Four of the men were hanged this morning in Tihar Jail at 5:30 am for the crime that had sparked widespread protests across the country and led to toughening of laws against sex offenders in India.

The men, mostly school dropouts were neighbours at a slum cluster in south Delhi’s RK Puram area.

Here is a look at who they were:

Mukesh Singh (33): He was the cleaner of the bus and had hit the woman and her friend with an iron rod on board the bus.

Mukesh Singh had said in an interview from jail for a BBC documentary aired in 2015 that women who went out at night had only themselves to blame if they attracted the attention of molesters.

Akshay Thakur (33): Thakur was a school dropout from Aurangabad district of Bihar. He was married and has a young son.
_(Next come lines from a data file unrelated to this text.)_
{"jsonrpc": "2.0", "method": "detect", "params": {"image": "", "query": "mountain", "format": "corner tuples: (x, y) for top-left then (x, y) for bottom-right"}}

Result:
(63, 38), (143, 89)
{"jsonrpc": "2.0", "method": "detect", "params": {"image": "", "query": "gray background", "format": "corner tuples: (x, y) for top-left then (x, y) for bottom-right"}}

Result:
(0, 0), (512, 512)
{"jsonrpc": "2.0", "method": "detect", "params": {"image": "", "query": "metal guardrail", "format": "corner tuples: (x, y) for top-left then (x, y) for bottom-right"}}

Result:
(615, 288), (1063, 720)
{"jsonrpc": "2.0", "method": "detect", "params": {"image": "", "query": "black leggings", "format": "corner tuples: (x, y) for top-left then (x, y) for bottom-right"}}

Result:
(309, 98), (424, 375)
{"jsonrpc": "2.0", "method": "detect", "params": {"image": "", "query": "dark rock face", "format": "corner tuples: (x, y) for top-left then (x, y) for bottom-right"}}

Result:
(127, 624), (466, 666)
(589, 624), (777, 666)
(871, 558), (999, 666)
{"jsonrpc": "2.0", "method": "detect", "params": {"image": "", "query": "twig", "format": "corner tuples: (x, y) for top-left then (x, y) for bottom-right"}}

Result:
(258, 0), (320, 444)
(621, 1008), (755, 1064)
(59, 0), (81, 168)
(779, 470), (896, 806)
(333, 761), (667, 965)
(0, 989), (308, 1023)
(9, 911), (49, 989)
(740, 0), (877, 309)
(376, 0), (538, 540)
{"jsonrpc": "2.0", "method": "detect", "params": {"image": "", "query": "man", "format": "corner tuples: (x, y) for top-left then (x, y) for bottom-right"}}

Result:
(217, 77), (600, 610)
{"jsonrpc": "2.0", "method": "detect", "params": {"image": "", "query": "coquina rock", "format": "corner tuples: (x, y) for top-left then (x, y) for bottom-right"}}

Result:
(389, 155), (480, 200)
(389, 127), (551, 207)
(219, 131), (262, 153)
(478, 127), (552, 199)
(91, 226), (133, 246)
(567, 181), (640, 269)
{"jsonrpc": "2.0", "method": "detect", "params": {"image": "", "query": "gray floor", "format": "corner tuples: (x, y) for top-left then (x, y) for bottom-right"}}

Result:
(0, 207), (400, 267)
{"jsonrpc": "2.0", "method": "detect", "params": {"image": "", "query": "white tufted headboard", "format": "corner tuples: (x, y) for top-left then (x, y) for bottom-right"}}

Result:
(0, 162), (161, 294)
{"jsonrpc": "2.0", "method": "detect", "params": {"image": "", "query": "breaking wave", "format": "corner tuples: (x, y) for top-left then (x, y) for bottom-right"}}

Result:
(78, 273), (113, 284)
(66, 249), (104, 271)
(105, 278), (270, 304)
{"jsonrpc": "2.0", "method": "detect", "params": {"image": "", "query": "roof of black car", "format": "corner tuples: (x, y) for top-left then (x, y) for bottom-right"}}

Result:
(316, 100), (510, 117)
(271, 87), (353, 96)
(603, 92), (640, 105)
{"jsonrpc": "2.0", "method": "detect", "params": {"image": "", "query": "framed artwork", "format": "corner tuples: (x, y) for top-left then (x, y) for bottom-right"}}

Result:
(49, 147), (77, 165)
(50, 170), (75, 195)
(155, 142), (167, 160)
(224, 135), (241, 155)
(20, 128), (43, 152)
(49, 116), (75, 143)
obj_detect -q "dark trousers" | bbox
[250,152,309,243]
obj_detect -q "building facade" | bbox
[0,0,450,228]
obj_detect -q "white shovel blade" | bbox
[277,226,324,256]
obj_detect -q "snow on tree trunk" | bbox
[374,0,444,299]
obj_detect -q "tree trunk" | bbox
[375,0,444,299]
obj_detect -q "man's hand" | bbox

The youngest of three brothers, his wife had sought a divorce so she does not have to live with the “stigma” of being the widow of a rapist.

Vinay Sharma (27): Sharma, a gym instructor, drove the bus when the other four men and a juvenile raped the woman. He then gave the wheel to Mukesh Singh to take turn to rape her.

Of the five convicted, he was the only one who had a school education and spoke English.

Pawan Gupta (25): Gupta, a fruit-seller, took turns to rape the woman and assault her friend. Youngest of the four convicts, he pursued graduation from inside Tihar Jail.

Ram Singh (33): The elder brother of Mukesh, Ram Singh was the driver of the bus and known to be notorious for caring little for law. He had attacked the woman with an iron rod causing her intestines to spill out.

Ram Singh was the first one to be caught on December 17, 2012. He was sitting on the same bus where the men had raped the woman and where his bloodstained clothes were also found when the police nabbed him.

He was found hanging in his cell at Tihar Jail in March 2013.

The juvenile : The juvenile was tried by the Juvenile Justice Board for raping and assaulting the woman. He was found guilty on charges of rape and murder and sentenced to three years in a reform facility, the maximum sentence available to a juvenile, in August 2013.

He was released after he completed his term in December 2015. He worked as a cook at a roadside eatery in somewhere in south India and then at a prominent restaurant.

He was 11 when he fled home, 240 km from Delhi, and had a family of an elder sister, an ailing mother, younger siblings and a bedridden father. The family still lives in the same village.